What Planet Are You From?

The best justification for having cable television in the 1990′s was a half-hour HBO satire of late night talk shows starring Garry Shandling. Skewering show business pretensions and egos on a weekly basis, The Larry Sanders Show reveled in its freedom from network strictures, never shying away from depicting its characters in the worst possible light. Sanders himself was a squirming bundle of neuroses – paranoid, insecure, self-loathing – and with his perpetually pained expression, often indistinguishable from Shandling’s stand-up persona. Much like his fellow comedian-turned-TV-star Jerry Seinfeld, the performer melded with the character in the public eye to such a degree, it became difficult to imagine the star in another role.

So there was ample reason to be skeptical about Shandling’s leap to big screen leading man status, especially given the premise of What Planet Are You From? The new comedy, directed by Mike Nichols, tells the story of an alien sent to Earth to impregnate a human female and lay the groundwork for interplanetary domination. In other words, The Astronaut’s Wife played for laughs. But while the previews emphasize a battle-of-the-sexes angle (the marketing team has plundered all the corniest "Men Are From Mars" one-liners from the movie), What Planet Are You From? proves to be a much more heartfelt and engaging romp than it has any right to be.

Shandling stars as Harold, the alien selected from the ranks of identically garbed males by their leader, Graydon (Ben Kingsley, looking like Dr. Evil’s snootier brother). Travelling to Earth, Harold and Graydon board an airplane in mid-flight, causing a rush of turbulence and a flash of eerie white light. Graydon briefs Harold on his mission, which is simply to find a willing female as quickly as possible and inseminate her with his detachable penis. (This might be a good time to mention that one’s enjoyment of What Planet Are You From? will likely hinge on one’s tolerance for penis humor. There is an awful lot of it, much of it revolving around the buzzing sound Harold’s artificial phallus makes when activated. It is activated frequently. You have been warned.)

Armed only with a dated collection of lame pick-up lines, Harold sets off in search of a mate. He lands a job at a Phoenix bank, hooks up with a horndog co-worker (Greg Kinnear, putting his smarmy charm to good use), and together they cruise the local singles bars and AA meetings. While fans of Shandling will no doubt get a kick out of his single-minded shamelessness in these early scenes, the picture doesn’t really take off until Harold first sets eyes on his eventual bride Susan, played by Annette Bening.

Bening is Planet‘s secret weapon. She ups the emotional stakes considerably with an endearing, fully realized performance that doesn’t hit a single false note. Funny as Shandling can be, he knows the value of surrounding himself with more seasoned, versatile talent (Example A being the Larry Sanders tag team of Jeffrey Tambour and Rip Torn, twin marvels of comic acting). As an extraterrestrial visitor on shaky ground when it comes to expressing human feelings, Shandling is playing to his strengths.

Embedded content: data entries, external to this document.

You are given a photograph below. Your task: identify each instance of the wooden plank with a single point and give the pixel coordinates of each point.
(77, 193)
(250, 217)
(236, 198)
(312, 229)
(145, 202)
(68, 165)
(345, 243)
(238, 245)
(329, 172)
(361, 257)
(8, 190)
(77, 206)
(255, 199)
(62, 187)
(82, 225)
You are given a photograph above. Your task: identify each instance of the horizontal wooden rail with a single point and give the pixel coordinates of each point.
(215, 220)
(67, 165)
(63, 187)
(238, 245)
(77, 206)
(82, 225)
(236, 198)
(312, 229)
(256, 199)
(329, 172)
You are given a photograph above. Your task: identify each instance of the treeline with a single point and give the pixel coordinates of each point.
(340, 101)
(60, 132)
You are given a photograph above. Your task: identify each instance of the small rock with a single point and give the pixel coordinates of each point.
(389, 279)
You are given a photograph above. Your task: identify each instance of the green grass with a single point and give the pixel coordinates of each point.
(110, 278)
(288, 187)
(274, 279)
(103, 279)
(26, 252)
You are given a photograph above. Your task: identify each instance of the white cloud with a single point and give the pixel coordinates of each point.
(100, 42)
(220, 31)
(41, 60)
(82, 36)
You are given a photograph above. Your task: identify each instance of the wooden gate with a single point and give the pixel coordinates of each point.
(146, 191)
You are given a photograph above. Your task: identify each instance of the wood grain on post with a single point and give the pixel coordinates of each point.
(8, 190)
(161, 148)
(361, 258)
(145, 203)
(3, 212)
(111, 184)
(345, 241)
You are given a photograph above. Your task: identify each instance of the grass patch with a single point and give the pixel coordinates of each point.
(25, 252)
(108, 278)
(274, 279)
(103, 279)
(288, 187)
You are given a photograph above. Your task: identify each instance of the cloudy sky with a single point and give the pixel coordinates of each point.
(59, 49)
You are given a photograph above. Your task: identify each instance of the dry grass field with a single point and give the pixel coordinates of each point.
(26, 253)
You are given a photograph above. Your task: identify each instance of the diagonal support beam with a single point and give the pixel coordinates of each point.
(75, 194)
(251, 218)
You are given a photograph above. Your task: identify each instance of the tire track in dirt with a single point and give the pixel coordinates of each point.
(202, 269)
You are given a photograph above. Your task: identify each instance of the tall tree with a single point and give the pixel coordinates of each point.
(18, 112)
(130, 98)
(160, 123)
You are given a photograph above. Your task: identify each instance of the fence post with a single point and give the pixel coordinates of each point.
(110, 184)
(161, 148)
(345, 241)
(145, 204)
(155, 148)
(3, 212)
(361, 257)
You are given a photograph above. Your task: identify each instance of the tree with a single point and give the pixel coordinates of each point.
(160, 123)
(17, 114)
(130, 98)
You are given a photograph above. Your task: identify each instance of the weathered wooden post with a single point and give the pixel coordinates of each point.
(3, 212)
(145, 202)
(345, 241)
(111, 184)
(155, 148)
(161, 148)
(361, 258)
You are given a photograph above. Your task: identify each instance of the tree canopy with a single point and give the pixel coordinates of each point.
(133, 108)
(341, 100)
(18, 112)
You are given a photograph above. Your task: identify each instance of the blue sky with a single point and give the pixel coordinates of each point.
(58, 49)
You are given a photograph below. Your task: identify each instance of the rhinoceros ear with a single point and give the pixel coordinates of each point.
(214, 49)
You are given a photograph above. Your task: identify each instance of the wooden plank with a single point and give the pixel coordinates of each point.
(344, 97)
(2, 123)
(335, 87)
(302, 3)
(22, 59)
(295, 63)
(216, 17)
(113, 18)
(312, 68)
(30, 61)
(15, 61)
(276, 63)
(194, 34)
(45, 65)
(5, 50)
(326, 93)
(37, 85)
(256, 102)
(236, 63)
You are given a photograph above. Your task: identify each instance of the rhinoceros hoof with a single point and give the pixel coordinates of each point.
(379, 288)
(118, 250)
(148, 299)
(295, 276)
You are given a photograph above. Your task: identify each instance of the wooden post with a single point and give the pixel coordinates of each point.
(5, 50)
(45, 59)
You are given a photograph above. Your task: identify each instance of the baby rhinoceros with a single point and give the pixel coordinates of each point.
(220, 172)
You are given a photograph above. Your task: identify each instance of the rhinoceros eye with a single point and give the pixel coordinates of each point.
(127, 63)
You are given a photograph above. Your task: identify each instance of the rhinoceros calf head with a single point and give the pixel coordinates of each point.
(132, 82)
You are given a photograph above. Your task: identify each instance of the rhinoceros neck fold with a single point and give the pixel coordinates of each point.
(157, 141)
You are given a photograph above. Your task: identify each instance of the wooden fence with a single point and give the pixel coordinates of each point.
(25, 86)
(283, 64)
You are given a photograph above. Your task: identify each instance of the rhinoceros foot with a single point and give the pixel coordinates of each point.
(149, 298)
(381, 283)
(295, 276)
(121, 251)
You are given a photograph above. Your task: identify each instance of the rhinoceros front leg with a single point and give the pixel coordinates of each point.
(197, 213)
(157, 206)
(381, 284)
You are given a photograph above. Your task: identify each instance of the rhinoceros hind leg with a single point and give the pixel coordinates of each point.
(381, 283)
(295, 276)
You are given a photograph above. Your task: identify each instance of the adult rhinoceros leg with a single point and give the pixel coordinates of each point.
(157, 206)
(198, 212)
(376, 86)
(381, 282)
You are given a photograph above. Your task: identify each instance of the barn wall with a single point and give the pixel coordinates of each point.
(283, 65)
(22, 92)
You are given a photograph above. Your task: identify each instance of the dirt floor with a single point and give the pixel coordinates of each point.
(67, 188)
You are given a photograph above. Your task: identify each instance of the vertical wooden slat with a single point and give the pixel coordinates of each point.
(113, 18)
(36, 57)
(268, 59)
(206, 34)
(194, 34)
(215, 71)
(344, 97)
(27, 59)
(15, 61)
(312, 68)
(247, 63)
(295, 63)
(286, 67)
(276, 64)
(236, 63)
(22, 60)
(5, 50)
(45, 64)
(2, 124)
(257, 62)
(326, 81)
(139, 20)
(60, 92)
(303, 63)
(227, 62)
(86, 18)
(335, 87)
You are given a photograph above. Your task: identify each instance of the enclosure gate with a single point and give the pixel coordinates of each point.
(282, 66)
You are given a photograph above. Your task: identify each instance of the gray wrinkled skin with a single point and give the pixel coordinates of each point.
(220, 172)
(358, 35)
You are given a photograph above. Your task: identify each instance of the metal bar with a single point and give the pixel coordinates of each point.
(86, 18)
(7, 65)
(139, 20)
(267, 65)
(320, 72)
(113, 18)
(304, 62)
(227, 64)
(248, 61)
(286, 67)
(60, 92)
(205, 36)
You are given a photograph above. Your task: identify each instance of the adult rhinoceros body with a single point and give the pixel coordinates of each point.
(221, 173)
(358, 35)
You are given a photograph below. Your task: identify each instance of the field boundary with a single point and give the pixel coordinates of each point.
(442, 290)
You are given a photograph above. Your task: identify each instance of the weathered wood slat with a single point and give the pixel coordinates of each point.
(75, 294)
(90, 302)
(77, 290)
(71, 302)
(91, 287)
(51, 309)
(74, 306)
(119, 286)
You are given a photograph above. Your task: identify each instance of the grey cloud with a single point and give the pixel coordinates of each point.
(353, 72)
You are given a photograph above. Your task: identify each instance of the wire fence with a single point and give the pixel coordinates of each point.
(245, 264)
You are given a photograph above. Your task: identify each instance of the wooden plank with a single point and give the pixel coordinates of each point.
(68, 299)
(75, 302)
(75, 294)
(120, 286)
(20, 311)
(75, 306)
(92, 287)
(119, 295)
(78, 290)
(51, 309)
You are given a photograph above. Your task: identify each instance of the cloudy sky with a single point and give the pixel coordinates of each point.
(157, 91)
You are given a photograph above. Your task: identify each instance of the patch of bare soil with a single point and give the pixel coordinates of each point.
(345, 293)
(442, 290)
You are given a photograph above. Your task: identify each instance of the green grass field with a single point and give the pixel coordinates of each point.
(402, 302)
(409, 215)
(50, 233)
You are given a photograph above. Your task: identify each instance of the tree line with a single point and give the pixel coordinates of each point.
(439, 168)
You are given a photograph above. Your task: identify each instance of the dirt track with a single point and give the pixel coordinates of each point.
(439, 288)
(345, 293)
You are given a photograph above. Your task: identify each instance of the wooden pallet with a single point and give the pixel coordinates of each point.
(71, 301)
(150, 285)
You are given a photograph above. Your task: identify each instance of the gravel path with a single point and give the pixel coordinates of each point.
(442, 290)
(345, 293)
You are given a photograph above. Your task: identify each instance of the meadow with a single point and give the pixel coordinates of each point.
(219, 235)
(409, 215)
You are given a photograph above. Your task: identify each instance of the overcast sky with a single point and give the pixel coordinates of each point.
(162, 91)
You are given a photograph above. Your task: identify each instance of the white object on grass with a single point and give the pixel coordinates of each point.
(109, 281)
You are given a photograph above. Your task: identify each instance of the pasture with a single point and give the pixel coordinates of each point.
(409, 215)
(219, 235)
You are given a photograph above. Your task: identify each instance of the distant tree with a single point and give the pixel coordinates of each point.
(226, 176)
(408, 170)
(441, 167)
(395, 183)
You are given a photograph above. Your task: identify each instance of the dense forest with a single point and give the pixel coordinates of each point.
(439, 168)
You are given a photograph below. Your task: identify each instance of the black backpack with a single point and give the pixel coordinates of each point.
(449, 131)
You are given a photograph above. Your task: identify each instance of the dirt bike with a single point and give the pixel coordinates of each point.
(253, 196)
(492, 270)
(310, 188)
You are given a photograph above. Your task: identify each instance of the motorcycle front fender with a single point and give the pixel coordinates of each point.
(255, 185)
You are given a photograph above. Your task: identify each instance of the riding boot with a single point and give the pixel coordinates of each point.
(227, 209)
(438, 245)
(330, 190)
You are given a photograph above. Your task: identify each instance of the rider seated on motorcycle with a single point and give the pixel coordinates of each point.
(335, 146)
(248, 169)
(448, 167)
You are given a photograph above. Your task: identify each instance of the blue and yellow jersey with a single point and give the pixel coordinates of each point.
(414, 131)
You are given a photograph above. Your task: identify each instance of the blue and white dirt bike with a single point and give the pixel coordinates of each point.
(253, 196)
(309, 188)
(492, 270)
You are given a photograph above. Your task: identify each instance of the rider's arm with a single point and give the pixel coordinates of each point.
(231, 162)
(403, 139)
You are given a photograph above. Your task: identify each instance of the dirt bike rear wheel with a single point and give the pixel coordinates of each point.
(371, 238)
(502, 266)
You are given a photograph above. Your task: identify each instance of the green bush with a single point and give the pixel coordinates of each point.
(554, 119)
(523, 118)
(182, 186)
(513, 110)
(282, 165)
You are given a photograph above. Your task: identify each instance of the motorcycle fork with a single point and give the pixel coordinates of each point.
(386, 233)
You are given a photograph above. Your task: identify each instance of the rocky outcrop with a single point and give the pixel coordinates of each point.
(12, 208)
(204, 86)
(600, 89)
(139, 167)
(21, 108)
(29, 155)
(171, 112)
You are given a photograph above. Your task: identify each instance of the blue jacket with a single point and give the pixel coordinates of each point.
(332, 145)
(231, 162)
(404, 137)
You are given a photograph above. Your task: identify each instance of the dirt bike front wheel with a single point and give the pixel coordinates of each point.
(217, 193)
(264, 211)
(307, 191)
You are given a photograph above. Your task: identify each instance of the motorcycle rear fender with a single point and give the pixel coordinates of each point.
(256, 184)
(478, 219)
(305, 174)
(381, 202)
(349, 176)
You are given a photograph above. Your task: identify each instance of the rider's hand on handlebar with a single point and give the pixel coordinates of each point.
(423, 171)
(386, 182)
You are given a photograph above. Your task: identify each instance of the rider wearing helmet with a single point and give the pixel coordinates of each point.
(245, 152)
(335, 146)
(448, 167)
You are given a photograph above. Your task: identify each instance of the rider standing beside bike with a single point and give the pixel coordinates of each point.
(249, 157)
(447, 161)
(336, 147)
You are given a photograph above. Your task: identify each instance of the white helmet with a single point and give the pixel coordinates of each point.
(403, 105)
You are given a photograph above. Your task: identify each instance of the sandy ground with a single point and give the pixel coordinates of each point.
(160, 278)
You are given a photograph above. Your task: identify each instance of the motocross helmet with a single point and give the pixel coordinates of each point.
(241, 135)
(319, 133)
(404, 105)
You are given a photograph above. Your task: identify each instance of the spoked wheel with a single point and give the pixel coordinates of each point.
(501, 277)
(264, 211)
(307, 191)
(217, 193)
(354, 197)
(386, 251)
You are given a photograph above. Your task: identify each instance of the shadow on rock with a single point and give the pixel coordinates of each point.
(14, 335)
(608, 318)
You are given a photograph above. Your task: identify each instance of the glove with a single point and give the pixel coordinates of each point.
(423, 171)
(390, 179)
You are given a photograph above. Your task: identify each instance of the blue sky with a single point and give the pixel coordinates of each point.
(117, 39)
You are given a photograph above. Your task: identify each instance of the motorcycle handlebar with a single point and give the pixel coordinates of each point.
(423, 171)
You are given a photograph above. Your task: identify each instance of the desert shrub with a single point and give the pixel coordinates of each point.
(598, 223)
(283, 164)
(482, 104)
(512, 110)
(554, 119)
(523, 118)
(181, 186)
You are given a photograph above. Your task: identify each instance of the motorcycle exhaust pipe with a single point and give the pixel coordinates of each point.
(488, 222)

It’s not that he’s a bad actor, just that – so far, at least – "warm and fuzzy" doesn’t fall within his range. But Bening is so adept at conveying the tangle of love and confusion Susan must negotiate in dealing with her baffling husband from another planet, she actually makes Shandling’s performance more believable. Watching her belt out an adorably goofy rendition of "High Hopes" after learning she’s pregnant, you can only think, "how could he not fall in love with her?"

Mike Nichols (The Graduate, Primary Colors) might seem an unlikely match for this material, but his old school professionalism goes a long way towards making Planet feel like a real movie, rather than an extended Saturday Night Live sketch. He keeps the action percolating, and displays a fizzy sense of comic timing with gags that could easily have fallen flat or gone on too long (such as Kingsley’s unique form of interstellar transportation, or the giddy visual joke that accompanies Harold and Susan’s wedding night in Vegas). It doesn’t hurt that the script (written by Shandling and three collaborators, including former Larry Sanders associate Peter Tolan) is smart enough to open the story up beyond its initial one-joke premise. A subplot involving John Goodman as an FAA inspector following up on Harold’s mid-air appearance seems like excess baggage at first, but dovetails neatly with the climax and ends up delivering some of the movie’s biggest laughs.

In a way, Planet is as much a fish out of water as its spacey protagonist. Romantic comedies that remember to be funny are an increasingly rare commodity. It will be a shame if the sophomoric ad campaign keeps this one from finding the audience it deserves, or if critics end up reviewing the movie’s premise, rather than its clever, skillful execution. It may only be March, but What Planet Are You From? is easily the best buzzing penis movie of the millennium.